Reverse proxy is a very cool usage of the system and I've done it in both Squid and Apache.
I still have certain servers that VPN out to an external server, and are exposed to the world only through a reverse proxy that talks back to the internal system over the VPN. Caching, proxying, TLS-wrapping, and somewhat sanity-checking everything before it goes back over the back-end. Also acts as a kind of middle man that if the outside server is compromised it's not automatic compromise of the data on the backend, and the company running the reverse proxy server have no way to just read the data off the reverse proxy's hard drive even after the event.
There is at least one major brand of firewall/webfilter (Smoothwall) that actually lets you use reverse proxy basically in replacement of things like direct port-forwards, very simply, logging and sanitising the data along the way to the back-end if you so wish.

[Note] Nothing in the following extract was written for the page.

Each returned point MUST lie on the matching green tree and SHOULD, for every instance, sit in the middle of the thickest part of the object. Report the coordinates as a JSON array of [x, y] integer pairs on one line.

Reverse proxies are now part of my bread and butter where I can set them up almost blind - they are running my Plex and other home servers (which run off things like Raspberry Pi's and Netgear NAS boxes in my house - but wrapping it in an up-to-date verified LetsEncrypt TLS cert for my domain (so the Pi/Netgear doesn't have to do the ACME verification or the SSL overhead) and all my domains just point to the same external server and the backend / origin can change as often as necessary - even to dynamic IPs and the like - without having to keep changing DNS or certs.